TICKER - The Mark Of Zoellick The Popular Nominee Should Help The Bank Move On

One of the few people who can claim to be a staunch loyalist of U.S. President George W. Bush and still command esteem in capitals around the world, Robert Zoellick was a natural choice to succeed Paul Wolfowitz as president of the World Bank.

One of the few people who can claim to be a staunch loyalist of U.S. President George W. Bush and still command esteem in capitals around the world, Robert Zoellick was a natural choice to succeed Paul Wolfowitz as president of the World Bank. The former U.S. trade representative and deputy secretary of State should be able to quickly heal the rift between the U.S. and other World Bank member governments over Wolfowitz’s resignation, Bank officials say. Restoring order and a clear sense of purpose at the Bank will be much more difficult.

European leaders appear eager to bury the hatchet with Washington. Heidemarie Wieczorek-Zeul — the German development minister who had been one of the first to call for Wolfowitz’s resignation over his handling of a transfer and pay increase for his girlfriend, Shaha Riza — welcomed the May announcement of Zoellick’s nomination, calling him a “good candidate with extensive international experience.” Zoellick, 53, a protégé of former secretary of State James Baker, was the senior U.S. official in the negotiations that led to the reunification of Germany in 1990.

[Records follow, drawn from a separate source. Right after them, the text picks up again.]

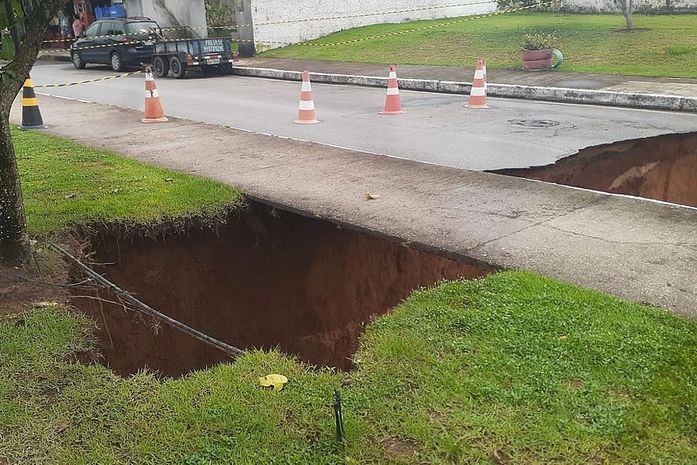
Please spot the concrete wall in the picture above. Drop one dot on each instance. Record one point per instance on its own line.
(590, 6)
(271, 11)
(171, 13)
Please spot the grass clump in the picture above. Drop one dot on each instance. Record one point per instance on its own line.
(513, 365)
(591, 43)
(67, 184)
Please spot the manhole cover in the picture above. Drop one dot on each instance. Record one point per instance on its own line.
(534, 123)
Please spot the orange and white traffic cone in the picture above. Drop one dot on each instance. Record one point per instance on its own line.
(393, 104)
(478, 93)
(306, 109)
(153, 106)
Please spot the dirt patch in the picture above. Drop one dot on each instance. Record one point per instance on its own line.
(38, 280)
(267, 279)
(661, 168)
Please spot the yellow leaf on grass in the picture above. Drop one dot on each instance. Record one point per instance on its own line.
(277, 381)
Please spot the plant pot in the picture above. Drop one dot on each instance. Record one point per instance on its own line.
(540, 59)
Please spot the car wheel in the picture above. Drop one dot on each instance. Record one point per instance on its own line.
(160, 66)
(177, 67)
(116, 61)
(77, 61)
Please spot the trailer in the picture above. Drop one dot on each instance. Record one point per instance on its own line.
(212, 56)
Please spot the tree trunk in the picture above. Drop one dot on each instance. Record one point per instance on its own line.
(13, 240)
(628, 10)
(13, 237)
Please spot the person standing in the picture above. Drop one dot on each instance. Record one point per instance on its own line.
(78, 26)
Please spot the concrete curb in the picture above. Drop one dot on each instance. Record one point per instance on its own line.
(550, 94)
(51, 57)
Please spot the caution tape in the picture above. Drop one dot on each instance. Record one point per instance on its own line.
(302, 20)
(77, 83)
(334, 44)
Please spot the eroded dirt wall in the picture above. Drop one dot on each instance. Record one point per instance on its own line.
(662, 168)
(267, 279)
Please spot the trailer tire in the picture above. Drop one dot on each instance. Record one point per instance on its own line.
(160, 66)
(224, 69)
(208, 69)
(178, 68)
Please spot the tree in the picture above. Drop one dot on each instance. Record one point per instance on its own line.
(627, 7)
(27, 22)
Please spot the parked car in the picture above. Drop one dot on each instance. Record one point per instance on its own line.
(117, 42)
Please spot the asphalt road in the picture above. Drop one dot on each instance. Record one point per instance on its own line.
(436, 128)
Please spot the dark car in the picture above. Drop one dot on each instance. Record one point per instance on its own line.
(117, 42)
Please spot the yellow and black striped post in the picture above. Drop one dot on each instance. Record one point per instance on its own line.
(31, 116)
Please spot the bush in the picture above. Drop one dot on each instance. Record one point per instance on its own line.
(539, 40)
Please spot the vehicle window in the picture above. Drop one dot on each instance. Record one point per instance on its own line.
(117, 28)
(143, 27)
(93, 30)
(107, 29)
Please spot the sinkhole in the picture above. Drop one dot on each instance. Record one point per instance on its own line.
(265, 279)
(661, 168)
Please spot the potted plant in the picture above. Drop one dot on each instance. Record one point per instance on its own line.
(538, 50)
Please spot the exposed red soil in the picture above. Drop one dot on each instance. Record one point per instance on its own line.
(35, 282)
(268, 280)
(662, 168)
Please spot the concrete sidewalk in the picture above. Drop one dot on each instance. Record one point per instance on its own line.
(640, 250)
(558, 79)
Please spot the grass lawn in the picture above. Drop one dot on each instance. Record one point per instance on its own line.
(66, 184)
(539, 371)
(590, 43)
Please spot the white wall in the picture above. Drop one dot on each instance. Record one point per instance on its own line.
(265, 11)
(171, 13)
(588, 6)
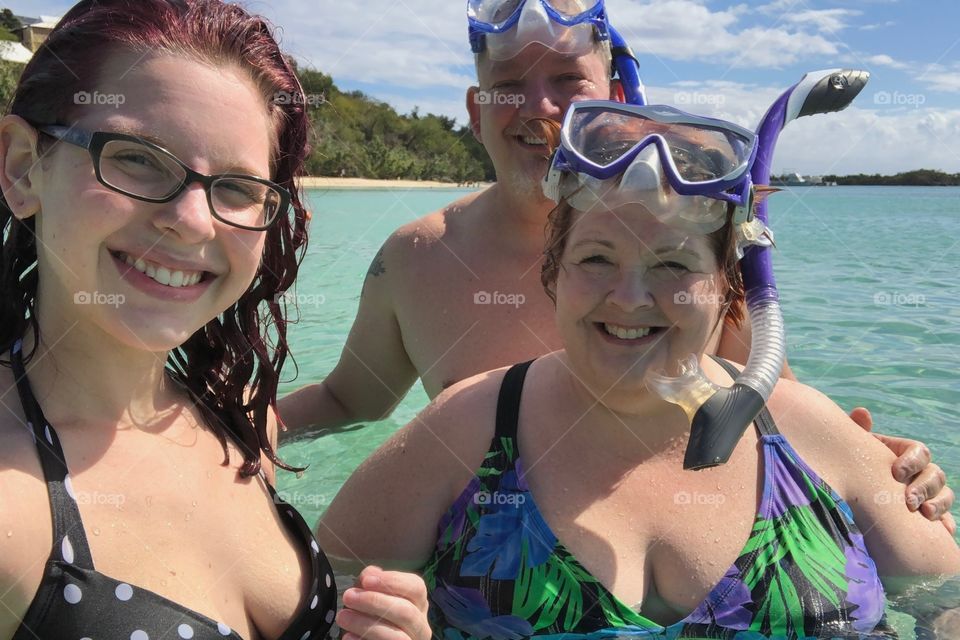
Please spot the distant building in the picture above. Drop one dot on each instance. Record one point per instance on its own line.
(14, 52)
(35, 30)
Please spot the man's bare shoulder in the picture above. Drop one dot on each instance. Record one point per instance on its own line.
(448, 226)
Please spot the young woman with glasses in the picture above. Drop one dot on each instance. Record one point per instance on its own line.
(151, 221)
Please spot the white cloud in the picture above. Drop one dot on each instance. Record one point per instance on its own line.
(830, 20)
(686, 30)
(938, 77)
(870, 136)
(409, 43)
(879, 25)
(883, 60)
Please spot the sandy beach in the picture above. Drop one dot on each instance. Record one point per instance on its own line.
(366, 183)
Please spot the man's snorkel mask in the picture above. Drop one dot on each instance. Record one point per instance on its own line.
(502, 28)
(615, 154)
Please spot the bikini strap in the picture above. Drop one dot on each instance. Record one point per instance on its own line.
(764, 421)
(69, 538)
(508, 403)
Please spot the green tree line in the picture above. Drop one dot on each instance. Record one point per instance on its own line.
(357, 136)
(917, 178)
(353, 135)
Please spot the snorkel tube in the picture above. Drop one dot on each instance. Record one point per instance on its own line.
(718, 415)
(627, 66)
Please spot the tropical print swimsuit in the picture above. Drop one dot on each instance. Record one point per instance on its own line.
(499, 572)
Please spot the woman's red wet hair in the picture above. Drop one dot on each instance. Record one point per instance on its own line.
(231, 366)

Most developing countries, though eager to end U.S. and European control over top jobs at the Bank and the International Monetary Fund, also looked set to endorse Zoellick, who would take over the Bank at the end this month. Reflecting a growing consensus, South African President Thabo Mbeki signaled his approval of Zoellick but called for future presidents to be selected by an open process rather than an American diktat.

Zoellick will need plenty of goodwill. He must win pledges of $30 billion from donor governments this year to replenish the International Development Association, the Bank’s arm for making concessional loans to the poorest countries. Some European members had threatened to withhold IDA contributions unless Wolfowitz resigned.

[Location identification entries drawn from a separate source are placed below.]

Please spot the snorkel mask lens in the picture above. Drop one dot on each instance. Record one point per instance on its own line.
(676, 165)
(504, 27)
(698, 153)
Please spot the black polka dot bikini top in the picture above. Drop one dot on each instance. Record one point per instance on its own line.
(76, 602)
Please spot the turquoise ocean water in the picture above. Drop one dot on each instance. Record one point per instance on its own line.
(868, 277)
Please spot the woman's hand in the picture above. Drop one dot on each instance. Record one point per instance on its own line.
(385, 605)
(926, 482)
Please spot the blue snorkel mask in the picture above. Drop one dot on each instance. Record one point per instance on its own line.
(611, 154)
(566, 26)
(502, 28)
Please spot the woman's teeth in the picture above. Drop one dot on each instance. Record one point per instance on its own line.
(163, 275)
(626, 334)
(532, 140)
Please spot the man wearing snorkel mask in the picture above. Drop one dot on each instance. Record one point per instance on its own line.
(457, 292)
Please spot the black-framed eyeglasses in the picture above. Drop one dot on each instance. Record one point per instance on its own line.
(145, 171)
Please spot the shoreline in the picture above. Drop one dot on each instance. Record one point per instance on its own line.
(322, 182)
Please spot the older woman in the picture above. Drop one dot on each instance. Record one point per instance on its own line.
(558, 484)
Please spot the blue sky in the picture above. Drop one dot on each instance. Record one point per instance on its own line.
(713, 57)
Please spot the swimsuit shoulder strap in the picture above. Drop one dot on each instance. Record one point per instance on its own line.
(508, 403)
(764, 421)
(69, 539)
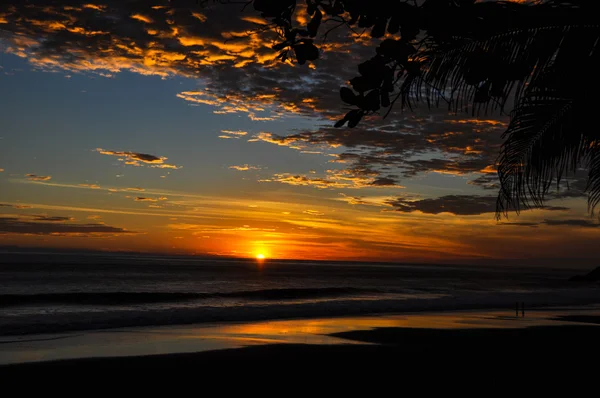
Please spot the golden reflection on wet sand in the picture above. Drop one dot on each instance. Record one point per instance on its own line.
(185, 339)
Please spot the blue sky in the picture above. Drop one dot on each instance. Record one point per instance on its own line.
(417, 186)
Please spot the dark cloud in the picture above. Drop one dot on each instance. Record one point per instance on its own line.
(10, 225)
(138, 159)
(383, 182)
(53, 219)
(521, 224)
(15, 206)
(573, 223)
(238, 73)
(465, 205)
(35, 177)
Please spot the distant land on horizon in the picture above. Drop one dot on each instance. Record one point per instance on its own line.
(536, 263)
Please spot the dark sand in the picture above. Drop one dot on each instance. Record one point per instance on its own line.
(467, 354)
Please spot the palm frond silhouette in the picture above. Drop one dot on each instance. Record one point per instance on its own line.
(538, 58)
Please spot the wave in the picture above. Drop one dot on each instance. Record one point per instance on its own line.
(124, 298)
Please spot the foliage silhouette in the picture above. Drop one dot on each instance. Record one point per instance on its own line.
(541, 58)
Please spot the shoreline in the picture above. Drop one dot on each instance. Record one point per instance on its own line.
(393, 351)
(338, 334)
(216, 315)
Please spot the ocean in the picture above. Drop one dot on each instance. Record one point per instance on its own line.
(59, 292)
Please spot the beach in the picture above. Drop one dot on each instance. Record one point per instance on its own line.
(91, 315)
(547, 337)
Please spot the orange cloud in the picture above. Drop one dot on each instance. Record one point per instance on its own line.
(137, 159)
(313, 213)
(34, 177)
(142, 18)
(336, 179)
(244, 167)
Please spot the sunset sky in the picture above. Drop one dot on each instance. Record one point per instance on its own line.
(138, 126)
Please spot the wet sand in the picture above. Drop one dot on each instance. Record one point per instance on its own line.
(451, 343)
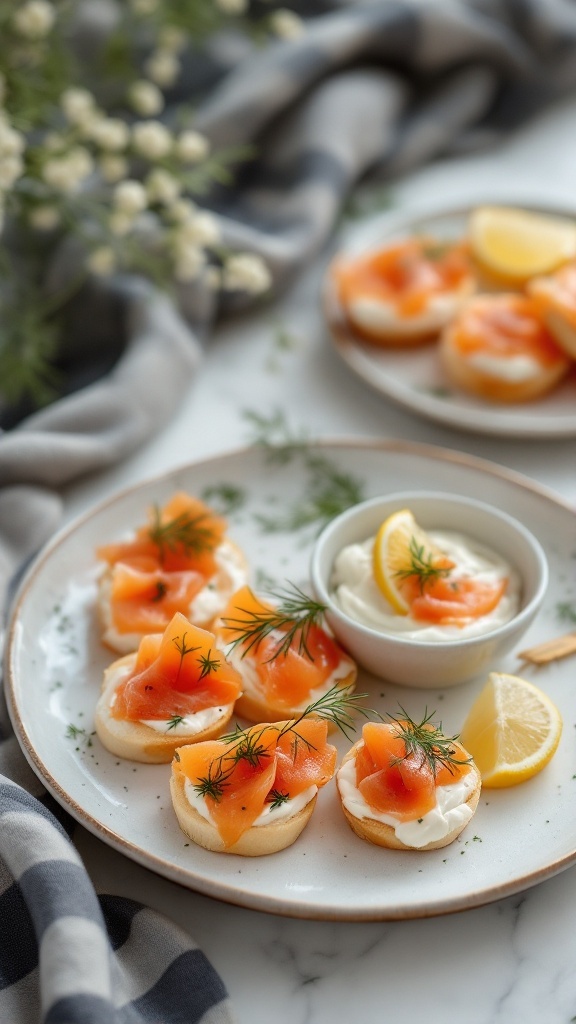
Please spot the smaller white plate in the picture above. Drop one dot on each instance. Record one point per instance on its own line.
(414, 378)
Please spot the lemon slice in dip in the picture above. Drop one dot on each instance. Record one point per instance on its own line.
(518, 244)
(400, 540)
(511, 731)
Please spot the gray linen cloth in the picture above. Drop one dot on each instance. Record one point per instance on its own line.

Putting that money to effective use will be an even bigger challenge. For the past two months, the Bank has been paralyzed by the dispute

over Wolfowitz, who was found by an ad hoc investigation to have violated Bank rules by involving himself in Riza’s transfer from her position as a Middle East adviser at the Bank to the U.S. State Department.

Few observers believe the issue would have brought down a strong and popular president; Wolfowitz was neither. He came into office two years ago widely distrusted for his fervent advocacy of the Iraq war while at the Pentagon; once at the Bank, he alienated staff and foreign governments by installing two former Bush administration lieutenants in key positions and appearing to favor U.S. allies in pursuing the Bank’s war on corruption.

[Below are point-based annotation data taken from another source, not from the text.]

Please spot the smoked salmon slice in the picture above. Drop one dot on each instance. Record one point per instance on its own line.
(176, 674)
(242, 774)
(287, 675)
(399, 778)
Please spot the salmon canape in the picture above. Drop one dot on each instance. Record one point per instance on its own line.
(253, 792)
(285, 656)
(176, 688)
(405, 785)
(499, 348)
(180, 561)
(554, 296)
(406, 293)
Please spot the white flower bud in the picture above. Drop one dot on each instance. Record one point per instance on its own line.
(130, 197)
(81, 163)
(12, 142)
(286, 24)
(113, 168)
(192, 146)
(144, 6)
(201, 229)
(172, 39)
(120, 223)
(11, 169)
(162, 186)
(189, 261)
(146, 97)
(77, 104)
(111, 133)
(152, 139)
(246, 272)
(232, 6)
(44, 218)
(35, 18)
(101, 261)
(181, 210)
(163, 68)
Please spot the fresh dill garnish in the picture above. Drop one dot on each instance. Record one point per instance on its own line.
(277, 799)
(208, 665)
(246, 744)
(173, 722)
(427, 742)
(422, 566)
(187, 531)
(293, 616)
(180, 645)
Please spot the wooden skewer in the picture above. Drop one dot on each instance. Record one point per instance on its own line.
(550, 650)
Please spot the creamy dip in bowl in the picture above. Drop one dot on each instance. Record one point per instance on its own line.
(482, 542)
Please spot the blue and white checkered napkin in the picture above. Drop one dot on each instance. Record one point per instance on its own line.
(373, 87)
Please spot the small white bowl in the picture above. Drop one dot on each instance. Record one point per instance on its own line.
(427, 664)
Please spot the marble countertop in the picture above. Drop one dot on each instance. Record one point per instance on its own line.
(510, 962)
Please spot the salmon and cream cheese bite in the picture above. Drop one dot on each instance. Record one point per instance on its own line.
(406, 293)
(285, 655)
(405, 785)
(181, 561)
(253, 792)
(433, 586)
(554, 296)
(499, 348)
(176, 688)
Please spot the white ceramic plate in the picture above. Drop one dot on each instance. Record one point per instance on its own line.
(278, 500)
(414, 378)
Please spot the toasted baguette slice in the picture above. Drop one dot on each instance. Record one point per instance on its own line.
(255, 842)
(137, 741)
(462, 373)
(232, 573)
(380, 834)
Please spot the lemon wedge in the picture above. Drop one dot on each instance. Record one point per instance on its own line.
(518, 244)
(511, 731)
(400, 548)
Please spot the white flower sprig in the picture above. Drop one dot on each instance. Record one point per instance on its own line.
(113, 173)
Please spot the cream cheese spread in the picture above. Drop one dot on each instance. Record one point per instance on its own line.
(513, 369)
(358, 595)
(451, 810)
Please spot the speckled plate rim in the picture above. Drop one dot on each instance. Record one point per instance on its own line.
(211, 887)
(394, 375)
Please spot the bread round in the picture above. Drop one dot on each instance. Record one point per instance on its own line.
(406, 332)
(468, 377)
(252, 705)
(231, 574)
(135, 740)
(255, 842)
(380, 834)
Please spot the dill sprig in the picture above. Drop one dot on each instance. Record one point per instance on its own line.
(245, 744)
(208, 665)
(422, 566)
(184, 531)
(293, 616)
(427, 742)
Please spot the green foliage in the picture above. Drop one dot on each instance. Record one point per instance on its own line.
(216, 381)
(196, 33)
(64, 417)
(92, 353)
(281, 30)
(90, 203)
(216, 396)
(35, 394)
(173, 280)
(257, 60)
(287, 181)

Wolfowitz “didn’t have an approach that was consistent with the multilateral and multicultural nature of the institution — he trusted only a small coterie of people,” says Amar Bhattacharya, an East Asia expert who recently left the Bank after 27 years to run the Washington secretariat of the Group of 24 developing nations. The damage Wolfowitz caused, Bhattacharya says, “is repairable with good, professional leadership.”

In addition to restoring peace at the Bank, Zoellick must redefine the mission of the institution at a time when its relevance and effectiveness are in question.

Allan Meltzer, an economics professor at Carnegie Mellon University and the author of a critical U.S. report on the Bank published seven years ago, says Zoellick should order an outside audit of the effectiveness of Bank programs and accelerate a shift from loans to grants.

“The Bank has been in business for 60 years,” Meltzer tells Institutional Investor. “Large parts of Africa don’t have potable water, aren’t inoculated against measles, don’t have mosquito nets. Isn’t that an indictment?”

The Bank also faces a challenge from an increasingly confident China. It was a striking coincidence that on the day that Wolfowitz resigned, Beijing disclosed that it would invest $20 billion in infrastructure and trade finance to Africa over the next three years, nearly double what the Bank extends. As Bhattacharya puts it, “The underlying mission of the Bank is probably more challenging now than at any time in its history.”

Bank officials and member governments believe the institution should play a key role in coordinating the efforts of private and governmental donors, but to do so, it needs broader legitimacy — and that in turn means breaking the U.S. lock on the presidency.

“It’s just a joke that an Asian can’t be head of the IMF or the World Bank,” says Kenneth Rogoff, a Harvard University economist and former chief economist at the IMF. “When the World Bank and the IMF don’t reflect economic reality, it’s hard to get buy-in from Asian countries.”